Free To Be
It's mind blowing to me that in the late sixties, interracial marriage was against the law in sixteen states. Then again, when I sometimes walk down the street with my family and feel stares, the late sixties don't seem so far away.
“When any society says that I cannot marry a certain person, that society has cut off a segment of my freedom.” --Dr. Martin Luther King Jr., 1958.
I'm dying to see the photographic exhibit by Grey Villet, who documented the story of interracial couple Richard and Mildred Loving in the 1960s.

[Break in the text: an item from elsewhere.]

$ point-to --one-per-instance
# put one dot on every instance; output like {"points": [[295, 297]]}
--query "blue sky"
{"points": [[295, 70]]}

Forty-five years ago, sixteen states still prohibited interracial marriage. Then, in 1967, the U.S. Supreme Court considered the case of Richard Perry Loving, a white man, and his wife, Mildred Loving, a woman of African American and Native American descent, who had been arrested for miscegenation nine...
An HBO Documentary on the couple and their fight airs on Valentine's Day.
I hope that forty five years from now, people will find it mind blowing and unbelievable that gay marriage was once prohibited, too.
3 comments:
I think it's so insanely full of cosmic justice that their name was Loving. I posted on this the other day because as I plan my wedding with so much love in my heart, I read this article and thought, if there was a law that said I couldn't marry the man I'm marrying because of his brown complexion and my pale, freckled complexion, I'd want to scream at anyone and everyone--oh and the government, that love has nothing to do with anything else but love. Ever. P.s. And yes, it is weird and wrong when people give you a look when you're walking down the street with each other, but when it's us, I look at that person right back with a smile because all I'm thinking is, jealous much?:)
I can't wait to see the documentary. They were such a beautiful couple, a simple and strong couple.
Yes, like you I hope that our next generations will find it silly that gay marriage was ever controversial.
@Maddy, I LOVE this comment. Such a brilliant and positive way of looking at things.
@MissA, you're right--and I think simple and strong is underrated.